6:1, 6:2 nach 65 Minuten: Das Damen-Endspiel der French Open in Paris war eine einseitige Angelegenheit. Topfavoritin Justine Henin ließ der serbischen Herausforderin Ana Ivanovic nicht den Funken einer Chance, holte sich ihren vierten Paris-Titel, den dritten in Serie. Der Pariser Hattrick war zuletzt Monica Seles vor 15 Jahren gelungen.

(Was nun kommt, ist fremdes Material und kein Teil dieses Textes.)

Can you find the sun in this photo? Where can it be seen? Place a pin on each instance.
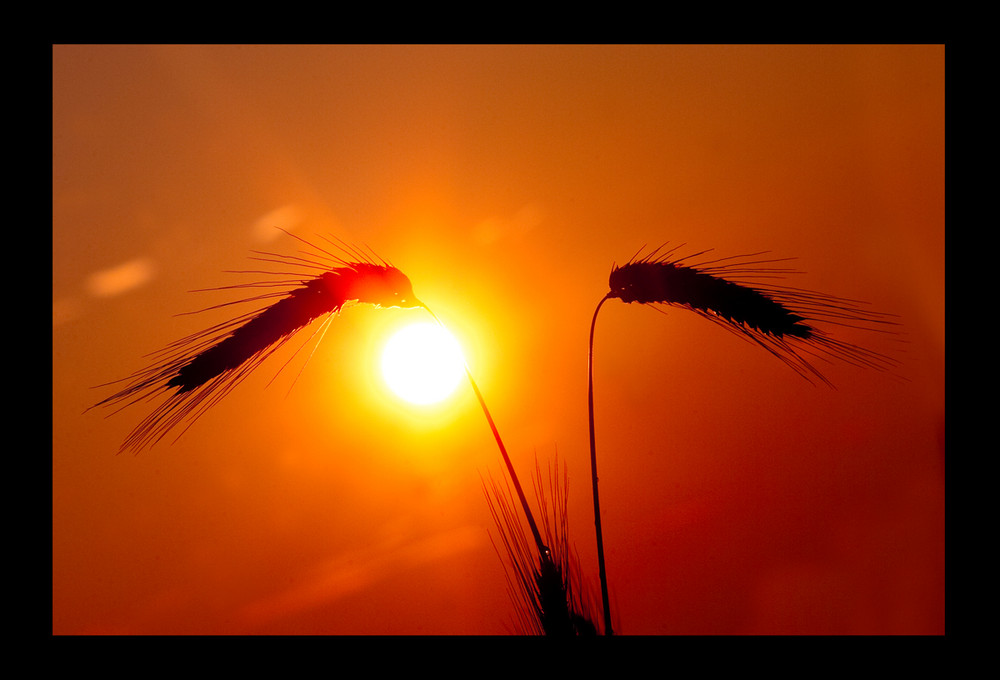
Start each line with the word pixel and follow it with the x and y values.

Ivanovic nervlich überfordert
So eindrucksvoll sich Henin präsentierte, so sehr enttäuschte Ana Ivanovic. Die 19-jährige Serbin, die im Semifinale gegen Maria Sharapowa noch so brillant aufspielte, war bei ihrem ersten Grand Slam-Endspiel offenbar nervlich überfordert, produzierte Fehler in Serie. „Ich war sehr nervös“, gab das Tennis-Pinup danach auch zu, „vor allem mein Aufschlag hat überhaupt nicht geklappt.“
Österreicherinnen „rehabilitiert“
Die Dominanz von Henin im gesamten Turnierverlauf unterstreicht auch die hervorragenden Leistungen der Österreicherinnen: Tamira Paszek gelang es als einziger Gegnerin, die Belgierin in eine Satz-Verlängerung zu zwingen, Sybille Bammer machte mit sechs Games gegen Henin nur um eines weniger als die beiden serbischen Semifinal- und Finalgegnerinnen Jelena Jankovic und Ana Ivanovic gemeinsam.